Hi,
in order to fit Cox model with time-dependent coeff, you have to restruct
your dataframe. For instance you
can use the counting process formulation "(start,stop,status)".
Some years ago I wrote a function (reCox() below) to make the job. It seems
to work if there are not ties, but
if there are ties it works but some problem rises (results do not match
exactly).
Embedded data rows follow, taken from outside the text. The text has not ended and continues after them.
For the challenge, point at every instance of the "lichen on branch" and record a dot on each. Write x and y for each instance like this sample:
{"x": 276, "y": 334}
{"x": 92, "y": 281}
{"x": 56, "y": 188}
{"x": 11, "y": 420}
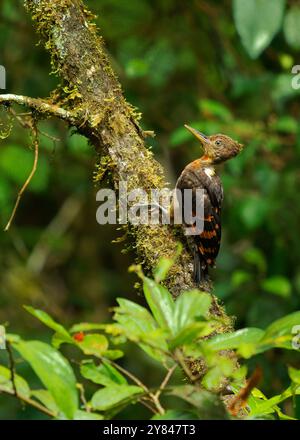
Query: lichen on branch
{"x": 90, "y": 98}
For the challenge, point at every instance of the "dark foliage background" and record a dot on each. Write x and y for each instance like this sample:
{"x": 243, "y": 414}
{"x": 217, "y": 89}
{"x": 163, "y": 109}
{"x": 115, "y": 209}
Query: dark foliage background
{"x": 178, "y": 62}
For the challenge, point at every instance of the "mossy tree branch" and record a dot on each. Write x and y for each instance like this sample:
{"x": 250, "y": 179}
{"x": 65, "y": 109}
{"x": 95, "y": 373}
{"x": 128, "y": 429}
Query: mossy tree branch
{"x": 91, "y": 99}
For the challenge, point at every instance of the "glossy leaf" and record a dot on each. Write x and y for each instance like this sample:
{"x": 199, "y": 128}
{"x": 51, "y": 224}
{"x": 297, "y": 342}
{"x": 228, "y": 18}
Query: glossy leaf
{"x": 104, "y": 374}
{"x": 189, "y": 306}
{"x": 257, "y": 22}
{"x": 233, "y": 340}
{"x": 93, "y": 344}
{"x": 6, "y": 384}
{"x": 291, "y": 27}
{"x": 54, "y": 371}
{"x": 114, "y": 395}
{"x": 160, "y": 302}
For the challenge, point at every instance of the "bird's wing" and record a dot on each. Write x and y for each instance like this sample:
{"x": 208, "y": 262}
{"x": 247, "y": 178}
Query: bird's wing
{"x": 208, "y": 241}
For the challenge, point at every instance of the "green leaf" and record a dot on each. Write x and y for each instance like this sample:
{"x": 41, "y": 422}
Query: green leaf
{"x": 16, "y": 162}
{"x": 291, "y": 27}
{"x": 228, "y": 341}
{"x": 6, "y": 384}
{"x": 86, "y": 327}
{"x": 160, "y": 302}
{"x": 256, "y": 257}
{"x": 189, "y": 306}
{"x": 46, "y": 399}
{"x": 270, "y": 405}
{"x": 46, "y": 319}
{"x": 190, "y": 334}
{"x": 216, "y": 375}
{"x": 253, "y": 211}
{"x": 84, "y": 415}
{"x": 280, "y": 333}
{"x": 93, "y": 344}
{"x": 294, "y": 375}
{"x": 114, "y": 395}
{"x": 172, "y": 414}
{"x": 214, "y": 108}
{"x": 54, "y": 371}
{"x": 257, "y": 22}
{"x": 207, "y": 404}
{"x": 103, "y": 374}
{"x": 139, "y": 326}
{"x": 278, "y": 285}
{"x": 161, "y": 271}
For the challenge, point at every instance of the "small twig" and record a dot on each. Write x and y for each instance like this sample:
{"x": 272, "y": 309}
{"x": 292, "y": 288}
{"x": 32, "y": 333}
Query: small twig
{"x": 41, "y": 106}
{"x": 30, "y": 402}
{"x": 179, "y": 358}
{"x": 11, "y": 367}
{"x": 82, "y": 397}
{"x": 36, "y": 155}
{"x": 152, "y": 396}
{"x": 165, "y": 381}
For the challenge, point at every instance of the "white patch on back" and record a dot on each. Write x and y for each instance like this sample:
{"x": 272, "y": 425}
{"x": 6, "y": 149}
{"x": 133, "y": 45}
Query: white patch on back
{"x": 209, "y": 171}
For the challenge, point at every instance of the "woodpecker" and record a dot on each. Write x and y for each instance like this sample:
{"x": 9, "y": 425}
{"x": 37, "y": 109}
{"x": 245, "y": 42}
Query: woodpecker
{"x": 201, "y": 174}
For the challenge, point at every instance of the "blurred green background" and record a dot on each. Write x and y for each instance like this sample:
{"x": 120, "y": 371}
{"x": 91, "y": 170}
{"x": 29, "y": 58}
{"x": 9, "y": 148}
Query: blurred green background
{"x": 221, "y": 66}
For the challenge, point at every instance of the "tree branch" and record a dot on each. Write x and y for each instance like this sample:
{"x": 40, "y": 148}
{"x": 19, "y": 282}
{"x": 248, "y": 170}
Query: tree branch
{"x": 42, "y": 107}
{"x": 91, "y": 99}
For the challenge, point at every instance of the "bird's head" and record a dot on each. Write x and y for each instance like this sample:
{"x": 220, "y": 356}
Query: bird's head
{"x": 216, "y": 148}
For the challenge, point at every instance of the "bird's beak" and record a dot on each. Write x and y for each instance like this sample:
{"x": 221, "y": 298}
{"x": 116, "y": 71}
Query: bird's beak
{"x": 200, "y": 136}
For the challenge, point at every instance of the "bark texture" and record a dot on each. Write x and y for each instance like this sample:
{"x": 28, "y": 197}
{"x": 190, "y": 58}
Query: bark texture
{"x": 92, "y": 94}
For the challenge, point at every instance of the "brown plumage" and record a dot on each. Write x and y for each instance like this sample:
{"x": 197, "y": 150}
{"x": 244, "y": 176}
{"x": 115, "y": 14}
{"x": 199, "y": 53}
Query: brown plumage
{"x": 201, "y": 174}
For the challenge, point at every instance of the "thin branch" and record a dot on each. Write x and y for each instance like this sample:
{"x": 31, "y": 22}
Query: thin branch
{"x": 165, "y": 381}
{"x": 30, "y": 402}
{"x": 80, "y": 387}
{"x": 41, "y": 106}
{"x": 152, "y": 396}
{"x": 11, "y": 367}
{"x": 29, "y": 178}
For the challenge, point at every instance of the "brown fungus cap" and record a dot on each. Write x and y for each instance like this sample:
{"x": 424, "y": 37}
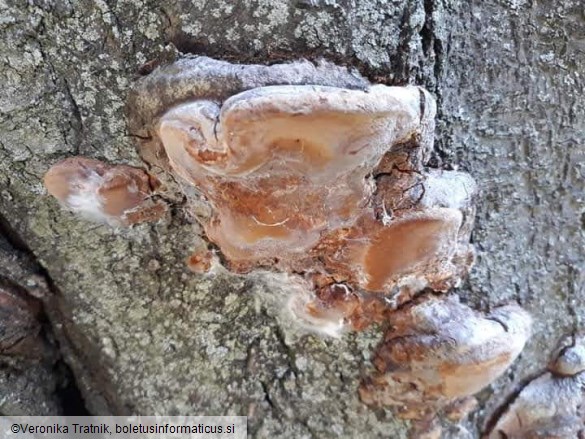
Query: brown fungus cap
{"x": 102, "y": 192}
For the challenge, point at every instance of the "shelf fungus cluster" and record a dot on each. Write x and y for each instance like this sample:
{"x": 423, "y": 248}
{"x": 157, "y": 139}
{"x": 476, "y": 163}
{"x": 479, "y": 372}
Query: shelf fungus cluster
{"x": 311, "y": 171}
{"x": 551, "y": 405}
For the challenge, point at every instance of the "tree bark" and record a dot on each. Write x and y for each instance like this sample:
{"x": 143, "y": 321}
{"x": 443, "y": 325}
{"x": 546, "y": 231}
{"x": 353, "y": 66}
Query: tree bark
{"x": 143, "y": 335}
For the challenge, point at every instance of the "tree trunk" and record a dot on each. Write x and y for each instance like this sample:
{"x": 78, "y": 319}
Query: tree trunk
{"x": 143, "y": 335}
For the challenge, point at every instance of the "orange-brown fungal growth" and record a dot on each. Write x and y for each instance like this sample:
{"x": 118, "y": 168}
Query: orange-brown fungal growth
{"x": 116, "y": 194}
{"x": 312, "y": 178}
{"x": 552, "y": 405}
{"x": 439, "y": 350}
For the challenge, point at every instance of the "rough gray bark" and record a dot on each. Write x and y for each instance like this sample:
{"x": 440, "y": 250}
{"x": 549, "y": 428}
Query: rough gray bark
{"x": 143, "y": 335}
Let me know if you can fix such problem.
Note that in the restructed dataset, a (linear) time varying effect for the
variable X, say, may be included by the "X:stop" term in the model.
Hope this helps,
regards,
vito
#example taken from ?cph in the Hmisc package
n <- 100
set.seed(731)
age <- 50 + 12*rnorm(n)
sex <- factor(sample(c('Male','Female'), n,rep=TRUE, prob=c(.6, .4)))
cens <- 15*runif(n)
h <- .02*exp(.04*(age-50)+.8*(sex=='Female'))
ttime <- -log(runif(n))/h
status <- ifelse(ttime <= cens,1,0)
ttime <- pmin(ttime, cens)
d<-data.frame(ttime=ttime,status=status,age=age,sex=sex)
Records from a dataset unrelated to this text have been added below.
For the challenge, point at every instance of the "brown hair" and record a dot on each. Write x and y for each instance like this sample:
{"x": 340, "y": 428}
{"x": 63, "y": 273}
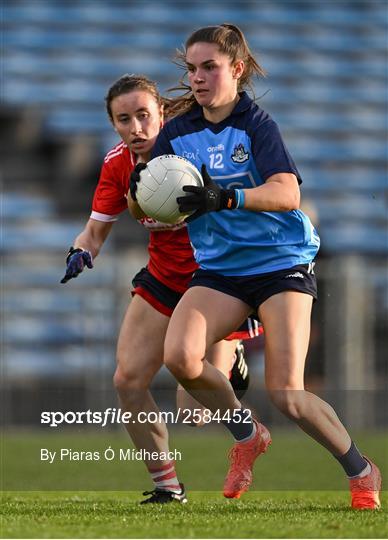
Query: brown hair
{"x": 230, "y": 41}
{"x": 129, "y": 83}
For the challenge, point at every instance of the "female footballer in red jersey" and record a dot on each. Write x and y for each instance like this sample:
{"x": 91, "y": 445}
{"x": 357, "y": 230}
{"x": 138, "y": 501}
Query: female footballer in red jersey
{"x": 135, "y": 109}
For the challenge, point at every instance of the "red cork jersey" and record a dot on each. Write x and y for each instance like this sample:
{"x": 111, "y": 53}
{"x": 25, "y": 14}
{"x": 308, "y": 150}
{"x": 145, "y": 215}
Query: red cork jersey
{"x": 171, "y": 256}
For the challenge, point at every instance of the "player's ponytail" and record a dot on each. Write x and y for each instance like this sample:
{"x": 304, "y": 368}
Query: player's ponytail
{"x": 230, "y": 41}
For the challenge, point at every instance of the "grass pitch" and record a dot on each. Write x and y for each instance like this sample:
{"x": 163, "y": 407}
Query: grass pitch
{"x": 316, "y": 507}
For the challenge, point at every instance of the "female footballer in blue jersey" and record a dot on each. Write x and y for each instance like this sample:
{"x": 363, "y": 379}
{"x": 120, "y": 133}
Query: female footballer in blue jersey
{"x": 255, "y": 251}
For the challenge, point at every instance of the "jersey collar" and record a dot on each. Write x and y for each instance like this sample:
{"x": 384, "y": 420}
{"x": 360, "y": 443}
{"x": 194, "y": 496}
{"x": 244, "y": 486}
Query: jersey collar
{"x": 243, "y": 104}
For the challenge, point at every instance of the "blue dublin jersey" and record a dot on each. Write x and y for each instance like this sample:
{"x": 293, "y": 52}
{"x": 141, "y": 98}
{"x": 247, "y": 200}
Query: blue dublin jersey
{"x": 242, "y": 151}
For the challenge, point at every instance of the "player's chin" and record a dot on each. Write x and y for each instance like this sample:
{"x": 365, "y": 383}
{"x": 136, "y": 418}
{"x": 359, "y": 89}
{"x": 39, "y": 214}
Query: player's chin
{"x": 203, "y": 98}
{"x": 141, "y": 148}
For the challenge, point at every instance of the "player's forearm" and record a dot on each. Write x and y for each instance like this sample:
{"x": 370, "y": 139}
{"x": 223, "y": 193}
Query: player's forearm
{"x": 93, "y": 236}
{"x": 273, "y": 196}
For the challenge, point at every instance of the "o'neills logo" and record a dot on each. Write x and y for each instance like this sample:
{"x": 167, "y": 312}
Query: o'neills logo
{"x": 240, "y": 154}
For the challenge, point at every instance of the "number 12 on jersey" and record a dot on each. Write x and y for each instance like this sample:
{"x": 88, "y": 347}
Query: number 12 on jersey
{"x": 216, "y": 161}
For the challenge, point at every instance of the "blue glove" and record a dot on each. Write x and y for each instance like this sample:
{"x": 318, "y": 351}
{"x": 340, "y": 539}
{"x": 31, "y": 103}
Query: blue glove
{"x": 76, "y": 260}
{"x": 134, "y": 179}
#restruct the original dataframe
dd<-reCox(d)
#compare fitted model without ties (minor (negligible?) differences)
coxph(Surv(ttime,status) ~ age + sex,data=d)
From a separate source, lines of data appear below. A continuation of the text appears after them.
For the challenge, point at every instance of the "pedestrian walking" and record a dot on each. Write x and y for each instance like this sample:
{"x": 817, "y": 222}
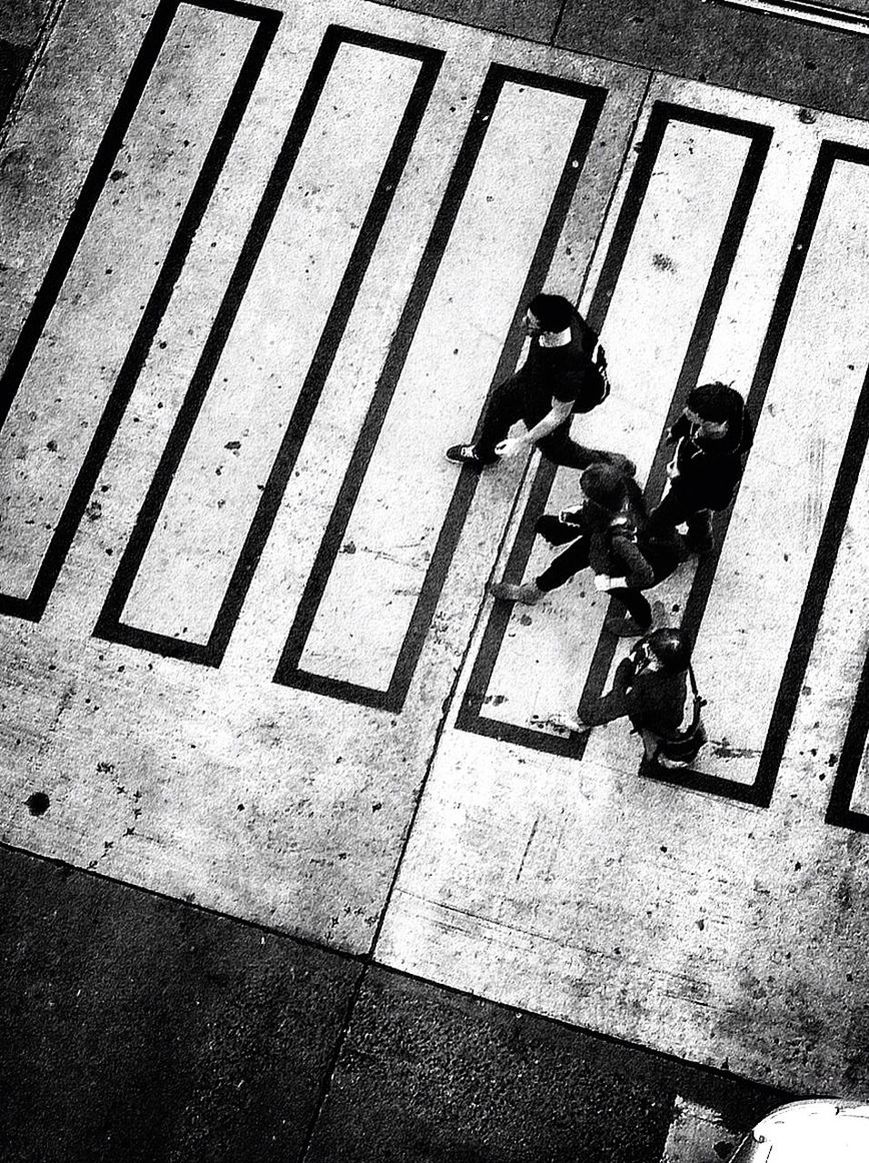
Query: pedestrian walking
{"x": 564, "y": 372}
{"x": 650, "y": 687}
{"x": 605, "y": 534}
{"x": 712, "y": 439}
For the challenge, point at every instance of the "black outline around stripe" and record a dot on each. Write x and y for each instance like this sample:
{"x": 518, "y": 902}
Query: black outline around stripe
{"x": 289, "y": 672}
{"x": 211, "y": 654}
{"x": 839, "y": 811}
{"x": 572, "y": 746}
{"x": 34, "y": 605}
{"x": 760, "y": 792}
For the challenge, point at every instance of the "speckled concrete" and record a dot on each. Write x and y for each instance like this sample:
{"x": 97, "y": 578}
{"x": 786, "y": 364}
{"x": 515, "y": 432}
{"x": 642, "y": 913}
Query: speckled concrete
{"x": 222, "y": 786}
{"x": 725, "y": 933}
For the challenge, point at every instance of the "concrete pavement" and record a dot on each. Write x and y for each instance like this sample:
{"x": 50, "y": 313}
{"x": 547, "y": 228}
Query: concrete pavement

coxph(Surv(start,stop,status) ~ age + sex,data=dd)
#data with ties (major differences)
d$ttime[d$status==1]<-round(d$ttime[d$status==1],1)
dd<-reCox(d,k=1:2,epss=0.01) #here you have to specify epss>0 to allow
coxph() to work
coxph(Surv(ttime,status) ~ age + sex,data=d)
coxph(Surv(start,stop,status) ~ age + sex,data=dd)
reCox<-function(data,k=1:2,epss=0){
#FUNZIONA SOLO SE NON CI SONO TIES :-(
#(Preliminary) function to reshape dataframe according to the
"counting-process" formulation
# author: <vito.muggeo at giustizia.it>
#data: the data-frame to be transformed
#k: indices of SurvTime and Status variables in data
#epss: if for any new record start==stop, then stop is incremented by epss
if(ncol(data)<=3) data[,"tmp"]<-rep(99,nrow(data))
dati<-data[order(data[,k[1]]),] #order(unique(surv.time))#???
status<-dati[,k[2]]
b<-dati[,-k]
dati[,"start"]<-rep(0,nrow(dati))
names(dati)[k[1]]<-"stop"
n<-nrow(dati)
a<-matrix(-99,(n*(n-1)/2+n),3)
a[1,]<-c(1,as.numeric(as.matrix(dati)[1,c("start","stop")]))
colnames(a)<-c('id.new','start','stop')
a[,"id.new"]<-rep(1:n,1:n)
for(i in 2:nrow(dati)){
a[a[,1]==i,-1]<-rbind(a[a[,1]==(i-1),2:3],c(dati[(i-1),"stop"],dati[i,"stop"
]))
}
a<-cbind(a,status=rep(0,nrow(a)))
a[cumsum(1:n),"status"]<-status
bb<-sapply(b,function(x)rep(x,1:n))#le categorie le trasforma in
numeri....
#bb<-lapply(b,function(x)rep(x,1:n))
#bb<-apply(b,2,function(x)rep(x,1:n))NO!!!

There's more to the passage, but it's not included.